We will come across Query3 type often (Ex : One to many Relationship)
Hi Pinal,
I have query related to joining. If I am using a OR condition to join 2tables then I am getting more than the expected number of records if the value matches with both conditions. For example.
select s.id, s.name1,s.name2,d.[desc]
from dbo.Test_Join_Source s
inner join dbo.Test_Join_Destination d
on
(s.name1=d.name1 or s.name2=d.name2)
The above query will produce 2 records if the source record matches by both the joining condition.
Question is, How do I prevent this.
hi Pinal,
My name is srikanthreddy
How to use join more than three tables with in one query
Pingback: SQL SERVER – Weekly Series – Memory Lane – #015 « SQL Server Journey with SQL Authority
Thank you for your article.
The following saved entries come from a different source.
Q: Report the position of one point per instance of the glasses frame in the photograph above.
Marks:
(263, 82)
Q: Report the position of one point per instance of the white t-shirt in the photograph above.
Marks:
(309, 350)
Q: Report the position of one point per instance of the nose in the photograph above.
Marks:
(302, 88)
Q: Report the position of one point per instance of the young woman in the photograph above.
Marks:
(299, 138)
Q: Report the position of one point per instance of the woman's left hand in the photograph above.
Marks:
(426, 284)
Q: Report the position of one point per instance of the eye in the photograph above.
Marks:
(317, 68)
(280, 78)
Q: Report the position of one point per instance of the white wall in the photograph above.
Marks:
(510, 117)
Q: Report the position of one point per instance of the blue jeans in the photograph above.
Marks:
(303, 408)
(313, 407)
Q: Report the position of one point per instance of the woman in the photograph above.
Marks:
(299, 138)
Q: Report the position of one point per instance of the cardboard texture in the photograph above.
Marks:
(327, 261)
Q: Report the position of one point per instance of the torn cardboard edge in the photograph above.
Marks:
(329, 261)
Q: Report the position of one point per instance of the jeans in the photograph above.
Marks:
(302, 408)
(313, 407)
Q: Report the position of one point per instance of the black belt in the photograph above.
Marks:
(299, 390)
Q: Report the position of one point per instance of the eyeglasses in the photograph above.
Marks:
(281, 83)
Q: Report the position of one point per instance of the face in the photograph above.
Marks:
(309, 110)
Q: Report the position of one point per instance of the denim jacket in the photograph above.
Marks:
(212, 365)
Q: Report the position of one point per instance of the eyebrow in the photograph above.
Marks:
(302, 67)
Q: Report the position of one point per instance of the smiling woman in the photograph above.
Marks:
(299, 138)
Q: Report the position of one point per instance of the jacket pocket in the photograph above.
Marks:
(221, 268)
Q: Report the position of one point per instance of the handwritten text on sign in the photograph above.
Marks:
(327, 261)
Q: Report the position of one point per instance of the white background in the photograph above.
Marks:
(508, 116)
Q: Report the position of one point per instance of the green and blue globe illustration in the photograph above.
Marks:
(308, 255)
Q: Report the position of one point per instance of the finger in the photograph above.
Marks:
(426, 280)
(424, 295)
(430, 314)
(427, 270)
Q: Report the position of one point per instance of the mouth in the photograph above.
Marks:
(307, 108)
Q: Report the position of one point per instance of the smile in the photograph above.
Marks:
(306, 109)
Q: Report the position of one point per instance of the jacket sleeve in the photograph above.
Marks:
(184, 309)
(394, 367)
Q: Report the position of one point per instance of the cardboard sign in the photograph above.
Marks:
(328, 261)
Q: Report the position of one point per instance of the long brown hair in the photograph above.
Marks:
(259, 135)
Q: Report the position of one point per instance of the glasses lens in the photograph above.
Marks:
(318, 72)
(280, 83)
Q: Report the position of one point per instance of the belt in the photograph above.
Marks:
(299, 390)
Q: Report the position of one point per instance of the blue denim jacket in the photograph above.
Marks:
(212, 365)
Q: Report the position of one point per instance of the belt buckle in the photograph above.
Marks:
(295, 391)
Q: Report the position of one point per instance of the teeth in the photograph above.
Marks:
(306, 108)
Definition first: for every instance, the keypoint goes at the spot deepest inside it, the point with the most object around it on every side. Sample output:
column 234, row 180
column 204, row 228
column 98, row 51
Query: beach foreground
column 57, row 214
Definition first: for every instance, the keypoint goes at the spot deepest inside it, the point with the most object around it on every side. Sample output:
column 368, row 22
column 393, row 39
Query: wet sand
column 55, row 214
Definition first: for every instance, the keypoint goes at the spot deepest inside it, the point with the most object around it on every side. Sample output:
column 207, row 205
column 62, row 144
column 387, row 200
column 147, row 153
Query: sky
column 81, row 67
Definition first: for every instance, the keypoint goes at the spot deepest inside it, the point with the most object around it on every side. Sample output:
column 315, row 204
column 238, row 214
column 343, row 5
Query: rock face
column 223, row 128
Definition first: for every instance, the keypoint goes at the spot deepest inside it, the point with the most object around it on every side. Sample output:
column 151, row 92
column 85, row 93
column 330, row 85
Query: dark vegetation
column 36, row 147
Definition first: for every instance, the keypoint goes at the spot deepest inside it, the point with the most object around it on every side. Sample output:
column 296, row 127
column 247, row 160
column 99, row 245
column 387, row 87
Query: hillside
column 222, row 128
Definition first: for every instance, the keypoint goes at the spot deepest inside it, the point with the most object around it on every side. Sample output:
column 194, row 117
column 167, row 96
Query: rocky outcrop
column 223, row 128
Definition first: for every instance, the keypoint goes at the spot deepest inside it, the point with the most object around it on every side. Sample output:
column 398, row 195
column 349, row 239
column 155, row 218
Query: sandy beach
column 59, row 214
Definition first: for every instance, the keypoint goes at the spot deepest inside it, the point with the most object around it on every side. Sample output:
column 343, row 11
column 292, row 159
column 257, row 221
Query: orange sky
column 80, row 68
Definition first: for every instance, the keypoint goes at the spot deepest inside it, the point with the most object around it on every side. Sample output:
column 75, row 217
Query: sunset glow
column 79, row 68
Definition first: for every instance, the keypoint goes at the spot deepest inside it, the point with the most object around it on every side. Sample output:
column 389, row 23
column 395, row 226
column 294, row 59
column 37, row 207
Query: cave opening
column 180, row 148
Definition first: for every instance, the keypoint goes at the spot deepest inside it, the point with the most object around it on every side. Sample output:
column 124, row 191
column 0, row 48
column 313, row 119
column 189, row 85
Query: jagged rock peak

If you don’t mind, I have a question. I have two tables with information about a sales order. The left hand table contains one row of the sales order header information, sales order number and total etc. I need the required date for the order from the second table. The second table contains multiple rows per sales order as a customer may order an item with different delivery dates. However I only want to return the first required date from that table so that the query only ever outputs one row per sales order. How could I achieve this?
Somewhat misleading – since you allowed nulls – a dubious practise in my opinion – sacrilege to others such as Chris Date. Does however illustrate nicely why base tables should never have nulls – the only time a find any benefit in nulls is in views / queries resulting from outer joins.